Hankin impressively balances the three different goals and expectations of the project: the practicalities of replacing all that office space, the personal need for the families to build a memorial, and the patriotic need to overcome the terror attack that brought down the original World Trade Center towers. The staggering political game that followed betrayed all three of those goals in one way, shape or form. Egos clashed, politicians jockeyed to make themselves the hero of a rebuilt World Trade Center, and in the meantime, after one groundbreaking ceremony after another, several years had passed and Ground Zero was still, at the time of the making of this documentary anyway, a hole in the ground.

16 Acres plays well with the idea of 9/11, this horrible event that brought people together, as this political Holy Grail that politicians at all levels of government tried to break a piece off of. The try to cast villains, like Larry Silverstein, the real estate magnate that leased the Center six weeks before the terrorist attacks and was the first to push for redevelopment. But as much as you want to make the corporate titan the bad guy, especially when he was talking about reconstruction no less than a week after 9/11, it turns out that Silverstein might be the only person involved in this thing with honest intentions. Silverstein’s success in rebuilding World Trade Center 7 quickly deepens doubts further about the progress of the main development, which only makes people like then New York Governor George Pataki and then New York City Mayor Michael Bloomberg even more entrenched against him.

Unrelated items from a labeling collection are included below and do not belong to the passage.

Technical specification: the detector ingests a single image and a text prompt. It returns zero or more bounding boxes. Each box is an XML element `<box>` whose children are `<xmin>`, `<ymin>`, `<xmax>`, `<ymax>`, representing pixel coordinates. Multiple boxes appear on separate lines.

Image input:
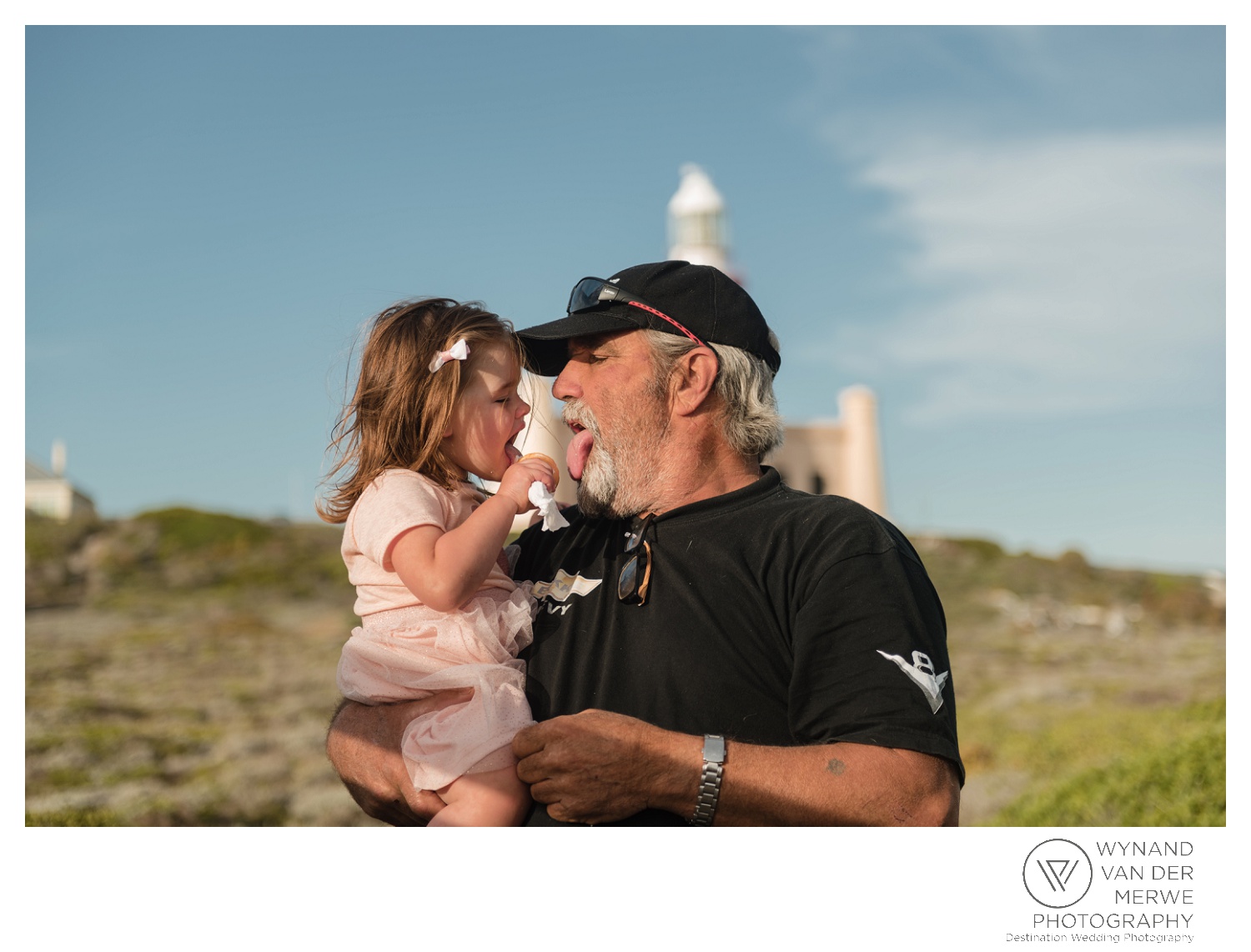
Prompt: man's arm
<box><xmin>325</xmin><ymin>690</ymin><xmax>470</xmax><ymax>827</ymax></box>
<box><xmin>513</xmin><ymin>710</ymin><xmax>960</xmax><ymax>825</ymax></box>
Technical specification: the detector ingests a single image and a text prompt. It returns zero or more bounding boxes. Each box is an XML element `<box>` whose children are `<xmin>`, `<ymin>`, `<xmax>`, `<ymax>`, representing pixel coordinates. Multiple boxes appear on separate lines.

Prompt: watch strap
<box><xmin>691</xmin><ymin>734</ymin><xmax>726</xmax><ymax>827</ymax></box>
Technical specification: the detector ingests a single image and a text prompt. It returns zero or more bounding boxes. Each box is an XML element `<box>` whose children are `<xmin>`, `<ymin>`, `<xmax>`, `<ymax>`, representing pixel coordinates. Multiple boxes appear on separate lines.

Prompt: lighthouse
<box><xmin>668</xmin><ymin>163</ymin><xmax>737</xmax><ymax>280</ymax></box>
<box><xmin>500</xmin><ymin>163</ymin><xmax>887</xmax><ymax>520</ymax></box>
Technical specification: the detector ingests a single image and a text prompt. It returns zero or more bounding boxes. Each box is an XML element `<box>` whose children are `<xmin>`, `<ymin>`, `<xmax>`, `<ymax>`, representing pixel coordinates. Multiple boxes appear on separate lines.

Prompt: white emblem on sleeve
<box><xmin>530</xmin><ymin>569</ymin><xmax>603</xmax><ymax>602</ymax></box>
<box><xmin>878</xmin><ymin>650</ymin><xmax>951</xmax><ymax>714</ymax></box>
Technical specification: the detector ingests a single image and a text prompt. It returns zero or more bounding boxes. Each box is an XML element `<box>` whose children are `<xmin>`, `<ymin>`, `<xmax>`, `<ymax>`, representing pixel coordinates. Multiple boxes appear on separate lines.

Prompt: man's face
<box><xmin>552</xmin><ymin>330</ymin><xmax>675</xmax><ymax>518</ymax></box>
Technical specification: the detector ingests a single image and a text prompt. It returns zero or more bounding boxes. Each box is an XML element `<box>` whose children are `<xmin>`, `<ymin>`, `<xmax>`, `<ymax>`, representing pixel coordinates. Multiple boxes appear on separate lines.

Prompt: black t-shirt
<box><xmin>515</xmin><ymin>468</ymin><xmax>963</xmax><ymax>824</ymax></box>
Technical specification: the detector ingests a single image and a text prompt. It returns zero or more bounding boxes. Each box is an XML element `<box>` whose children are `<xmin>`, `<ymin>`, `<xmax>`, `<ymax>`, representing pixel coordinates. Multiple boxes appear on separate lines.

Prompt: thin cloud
<box><xmin>856</xmin><ymin>130</ymin><xmax>1223</xmax><ymax>423</ymax></box>
<box><xmin>798</xmin><ymin>28</ymin><xmax>1225</xmax><ymax>423</ymax></box>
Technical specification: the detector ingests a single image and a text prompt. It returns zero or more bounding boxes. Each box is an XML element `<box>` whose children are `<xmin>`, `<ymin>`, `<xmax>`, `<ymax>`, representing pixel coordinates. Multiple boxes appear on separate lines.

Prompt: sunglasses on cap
<box><xmin>565</xmin><ymin>278</ymin><xmax>708</xmax><ymax>347</ymax></box>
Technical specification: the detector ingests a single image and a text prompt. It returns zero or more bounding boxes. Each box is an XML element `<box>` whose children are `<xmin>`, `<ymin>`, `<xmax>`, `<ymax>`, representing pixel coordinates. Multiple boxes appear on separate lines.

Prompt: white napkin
<box><xmin>527</xmin><ymin>479</ymin><xmax>570</xmax><ymax>532</ymax></box>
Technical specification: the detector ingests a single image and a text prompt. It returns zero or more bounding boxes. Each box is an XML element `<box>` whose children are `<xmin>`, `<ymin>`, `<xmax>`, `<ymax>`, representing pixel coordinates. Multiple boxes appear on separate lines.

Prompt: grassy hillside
<box><xmin>27</xmin><ymin>509</ymin><xmax>1225</xmax><ymax>825</ymax></box>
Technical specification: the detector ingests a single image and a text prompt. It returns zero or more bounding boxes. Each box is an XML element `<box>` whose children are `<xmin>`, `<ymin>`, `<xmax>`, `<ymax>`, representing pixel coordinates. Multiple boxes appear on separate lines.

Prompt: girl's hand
<box><xmin>495</xmin><ymin>457</ymin><xmax>557</xmax><ymax>513</ymax></box>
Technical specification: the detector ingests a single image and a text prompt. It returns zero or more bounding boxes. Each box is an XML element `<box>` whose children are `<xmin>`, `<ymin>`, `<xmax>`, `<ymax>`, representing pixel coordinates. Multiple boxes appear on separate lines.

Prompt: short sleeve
<box><xmin>790</xmin><ymin>547</ymin><xmax>963</xmax><ymax>774</ymax></box>
<box><xmin>350</xmin><ymin>469</ymin><xmax>452</xmax><ymax>572</ymax></box>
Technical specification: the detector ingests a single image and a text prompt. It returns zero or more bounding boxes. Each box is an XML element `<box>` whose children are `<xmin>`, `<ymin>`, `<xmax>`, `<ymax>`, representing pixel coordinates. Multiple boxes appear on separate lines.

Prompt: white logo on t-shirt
<box><xmin>530</xmin><ymin>569</ymin><xmax>603</xmax><ymax>602</ymax></box>
<box><xmin>878</xmin><ymin>650</ymin><xmax>951</xmax><ymax>714</ymax></box>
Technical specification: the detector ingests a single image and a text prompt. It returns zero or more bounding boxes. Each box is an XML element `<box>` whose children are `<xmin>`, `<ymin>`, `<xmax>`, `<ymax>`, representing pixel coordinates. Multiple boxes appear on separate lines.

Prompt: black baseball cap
<box><xmin>517</xmin><ymin>262</ymin><xmax>782</xmax><ymax>377</ymax></box>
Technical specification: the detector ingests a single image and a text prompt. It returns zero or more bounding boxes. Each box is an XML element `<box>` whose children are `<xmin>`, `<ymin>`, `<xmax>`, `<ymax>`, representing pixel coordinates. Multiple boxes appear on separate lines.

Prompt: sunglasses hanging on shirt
<box><xmin>617</xmin><ymin>513</ymin><xmax>656</xmax><ymax>605</ymax></box>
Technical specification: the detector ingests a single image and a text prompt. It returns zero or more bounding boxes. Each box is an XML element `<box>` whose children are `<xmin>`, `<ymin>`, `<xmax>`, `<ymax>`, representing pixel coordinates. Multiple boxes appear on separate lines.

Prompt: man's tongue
<box><xmin>565</xmin><ymin>430</ymin><xmax>595</xmax><ymax>479</ymax></box>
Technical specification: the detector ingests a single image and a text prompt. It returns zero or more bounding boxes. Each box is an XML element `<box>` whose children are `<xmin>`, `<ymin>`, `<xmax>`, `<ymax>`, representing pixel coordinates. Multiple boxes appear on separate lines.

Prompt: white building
<box><xmin>27</xmin><ymin>440</ymin><xmax>95</xmax><ymax>522</ymax></box>
<box><xmin>508</xmin><ymin>164</ymin><xmax>887</xmax><ymax>515</ymax></box>
<box><xmin>670</xmin><ymin>164</ymin><xmax>887</xmax><ymax>515</ymax></box>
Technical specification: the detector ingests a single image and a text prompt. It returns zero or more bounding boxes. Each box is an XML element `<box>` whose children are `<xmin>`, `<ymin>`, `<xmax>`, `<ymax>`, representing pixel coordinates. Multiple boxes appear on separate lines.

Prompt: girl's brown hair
<box><xmin>317</xmin><ymin>298</ymin><xmax>525</xmax><ymax>523</ymax></box>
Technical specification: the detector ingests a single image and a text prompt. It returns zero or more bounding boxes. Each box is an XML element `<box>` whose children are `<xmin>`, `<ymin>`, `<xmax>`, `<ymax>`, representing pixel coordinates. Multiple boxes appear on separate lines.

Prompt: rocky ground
<box><xmin>27</xmin><ymin>510</ymin><xmax>1225</xmax><ymax>825</ymax></box>
<box><xmin>27</xmin><ymin>599</ymin><xmax>373</xmax><ymax>825</ymax></box>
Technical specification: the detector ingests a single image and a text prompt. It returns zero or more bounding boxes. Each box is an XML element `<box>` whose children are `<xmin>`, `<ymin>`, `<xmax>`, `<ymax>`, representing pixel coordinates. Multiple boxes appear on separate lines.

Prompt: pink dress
<box><xmin>338</xmin><ymin>469</ymin><xmax>535</xmax><ymax>790</ymax></box>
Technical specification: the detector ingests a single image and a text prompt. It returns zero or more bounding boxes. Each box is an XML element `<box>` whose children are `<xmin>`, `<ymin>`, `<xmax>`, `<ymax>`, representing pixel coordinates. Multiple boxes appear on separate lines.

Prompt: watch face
<box><xmin>705</xmin><ymin>734</ymin><xmax>726</xmax><ymax>763</ymax></box>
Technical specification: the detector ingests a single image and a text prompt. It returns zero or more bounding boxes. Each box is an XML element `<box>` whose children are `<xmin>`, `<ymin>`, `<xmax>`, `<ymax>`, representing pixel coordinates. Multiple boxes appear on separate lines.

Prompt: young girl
<box><xmin>319</xmin><ymin>298</ymin><xmax>557</xmax><ymax>825</ymax></box>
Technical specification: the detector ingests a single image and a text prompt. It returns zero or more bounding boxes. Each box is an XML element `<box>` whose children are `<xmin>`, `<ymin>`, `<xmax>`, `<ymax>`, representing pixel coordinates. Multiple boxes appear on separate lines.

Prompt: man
<box><xmin>328</xmin><ymin>262</ymin><xmax>963</xmax><ymax>824</ymax></box>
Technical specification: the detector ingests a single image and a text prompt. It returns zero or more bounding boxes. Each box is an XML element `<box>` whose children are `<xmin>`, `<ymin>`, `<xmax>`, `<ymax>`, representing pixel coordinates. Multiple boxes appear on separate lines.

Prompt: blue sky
<box><xmin>25</xmin><ymin>27</ymin><xmax>1225</xmax><ymax>570</ymax></box>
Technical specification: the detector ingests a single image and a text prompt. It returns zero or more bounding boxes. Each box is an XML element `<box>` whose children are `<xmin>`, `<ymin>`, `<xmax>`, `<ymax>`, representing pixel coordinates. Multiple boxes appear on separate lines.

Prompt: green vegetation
<box><xmin>995</xmin><ymin>700</ymin><xmax>1225</xmax><ymax>827</ymax></box>
<box><xmin>27</xmin><ymin>509</ymin><xmax>1225</xmax><ymax>825</ymax></box>
<box><xmin>27</xmin><ymin>508</ymin><xmax>352</xmax><ymax>608</ymax></box>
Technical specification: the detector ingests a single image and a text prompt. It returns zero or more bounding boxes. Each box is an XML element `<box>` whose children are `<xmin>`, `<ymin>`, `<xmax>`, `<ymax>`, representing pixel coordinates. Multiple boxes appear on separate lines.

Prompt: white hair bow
<box><xmin>527</xmin><ymin>479</ymin><xmax>570</xmax><ymax>532</ymax></box>
<box><xmin>430</xmin><ymin>338</ymin><xmax>470</xmax><ymax>374</ymax></box>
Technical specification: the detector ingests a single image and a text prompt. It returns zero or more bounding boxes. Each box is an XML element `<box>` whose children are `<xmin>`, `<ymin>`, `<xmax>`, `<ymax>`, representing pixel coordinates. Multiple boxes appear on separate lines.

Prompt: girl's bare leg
<box><xmin>430</xmin><ymin>765</ymin><xmax>530</xmax><ymax>827</ymax></box>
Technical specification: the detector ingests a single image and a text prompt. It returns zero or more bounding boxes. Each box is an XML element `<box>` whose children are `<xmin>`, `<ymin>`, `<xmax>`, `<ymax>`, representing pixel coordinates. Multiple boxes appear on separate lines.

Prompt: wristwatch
<box><xmin>691</xmin><ymin>734</ymin><xmax>726</xmax><ymax>827</ymax></box>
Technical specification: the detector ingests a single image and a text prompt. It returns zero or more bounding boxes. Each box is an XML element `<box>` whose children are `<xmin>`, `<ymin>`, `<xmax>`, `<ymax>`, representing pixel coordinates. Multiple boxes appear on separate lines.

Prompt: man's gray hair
<box><xmin>645</xmin><ymin>330</ymin><xmax>783</xmax><ymax>459</ymax></box>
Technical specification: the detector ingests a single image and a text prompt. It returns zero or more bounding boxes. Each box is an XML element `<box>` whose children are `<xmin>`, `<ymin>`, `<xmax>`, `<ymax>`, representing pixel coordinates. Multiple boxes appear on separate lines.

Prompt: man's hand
<box><xmin>513</xmin><ymin>710</ymin><xmax>702</xmax><ymax>823</ymax></box>
<box><xmin>325</xmin><ymin>690</ymin><xmax>472</xmax><ymax>827</ymax></box>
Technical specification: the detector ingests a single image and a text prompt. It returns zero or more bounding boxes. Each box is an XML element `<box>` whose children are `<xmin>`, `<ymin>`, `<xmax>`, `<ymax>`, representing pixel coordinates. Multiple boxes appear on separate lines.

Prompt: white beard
<box><xmin>565</xmin><ymin>399</ymin><xmax>675</xmax><ymax>519</ymax></box>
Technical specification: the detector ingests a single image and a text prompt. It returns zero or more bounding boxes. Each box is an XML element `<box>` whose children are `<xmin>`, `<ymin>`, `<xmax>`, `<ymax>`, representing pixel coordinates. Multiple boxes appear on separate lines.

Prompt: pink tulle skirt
<box><xmin>338</xmin><ymin>584</ymin><xmax>535</xmax><ymax>790</ymax></box>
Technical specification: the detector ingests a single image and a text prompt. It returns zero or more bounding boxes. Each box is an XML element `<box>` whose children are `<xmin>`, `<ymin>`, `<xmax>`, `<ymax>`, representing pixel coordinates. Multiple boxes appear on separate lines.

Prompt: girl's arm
<box><xmin>392</xmin><ymin>459</ymin><xmax>555</xmax><ymax>612</ymax></box>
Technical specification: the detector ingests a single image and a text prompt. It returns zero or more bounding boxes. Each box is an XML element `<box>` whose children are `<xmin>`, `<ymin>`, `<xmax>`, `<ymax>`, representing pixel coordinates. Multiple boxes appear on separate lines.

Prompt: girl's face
<box><xmin>443</xmin><ymin>344</ymin><xmax>530</xmax><ymax>482</ymax></box>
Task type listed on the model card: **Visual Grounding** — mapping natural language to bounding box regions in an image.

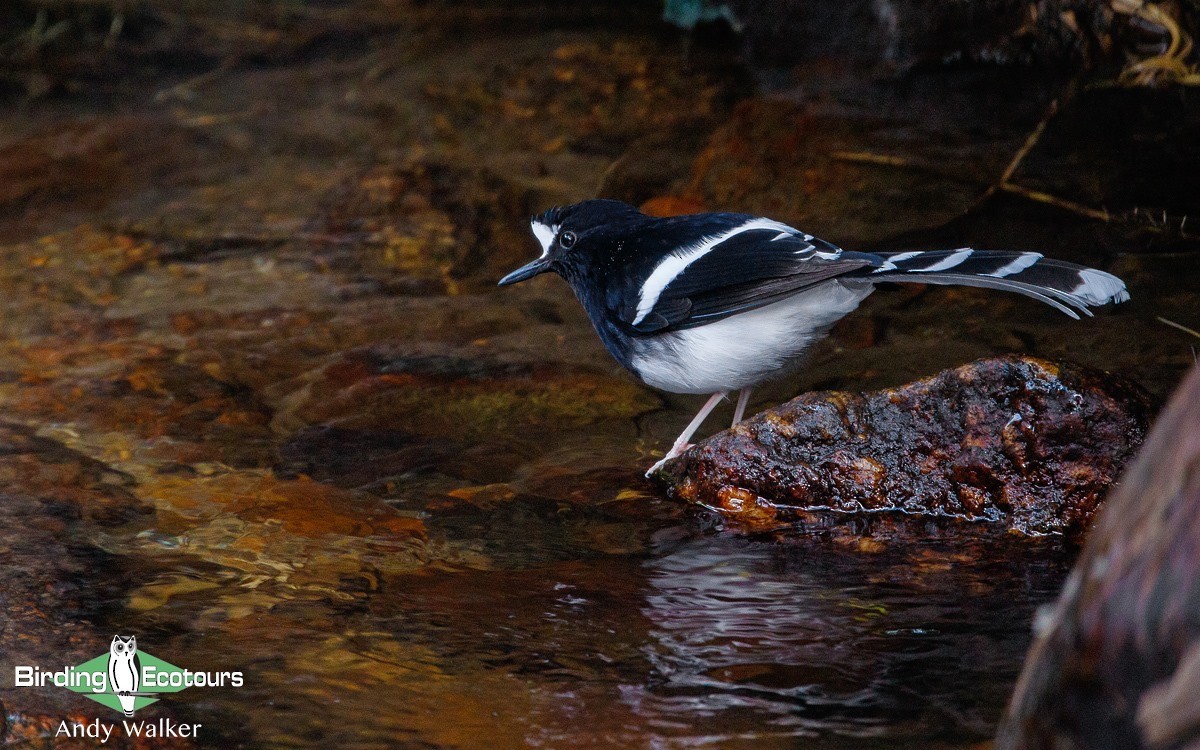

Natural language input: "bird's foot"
[646,443,691,479]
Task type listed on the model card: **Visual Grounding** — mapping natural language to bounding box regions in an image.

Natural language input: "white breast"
[631,281,872,394]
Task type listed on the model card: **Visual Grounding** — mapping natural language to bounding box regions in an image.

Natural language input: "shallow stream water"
[0,2,1200,748]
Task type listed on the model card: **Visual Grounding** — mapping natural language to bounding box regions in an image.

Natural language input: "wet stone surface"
[0,0,1200,750]
[655,358,1150,539]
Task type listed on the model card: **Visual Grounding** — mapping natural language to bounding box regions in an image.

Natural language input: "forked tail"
[863,247,1129,319]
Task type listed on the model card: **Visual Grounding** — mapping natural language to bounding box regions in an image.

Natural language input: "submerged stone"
[654,356,1150,535]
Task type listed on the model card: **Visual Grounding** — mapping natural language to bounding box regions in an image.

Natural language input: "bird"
[499,199,1129,476]
[108,635,142,716]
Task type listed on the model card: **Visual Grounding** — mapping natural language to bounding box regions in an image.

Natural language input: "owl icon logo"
[108,636,142,716]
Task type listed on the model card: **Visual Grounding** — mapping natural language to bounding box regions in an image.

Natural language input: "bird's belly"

But aside from the classic political gamesmanship, the documentary is an antithesis to that supposed spirit of national unity. Who was right and who was wrong is a matter of opinion, but while Hankin paints a vivid picture of a construction gong show, it’s somewhat uplifting to know that all those government and private industry fingers found a way to work together. As the movie points out, the reconstruction of the World Trade Center happened in a very New York way. Everyone went for the throat of everyone else, but in the end, they all came together for the common good. Let Sinatra sing about that!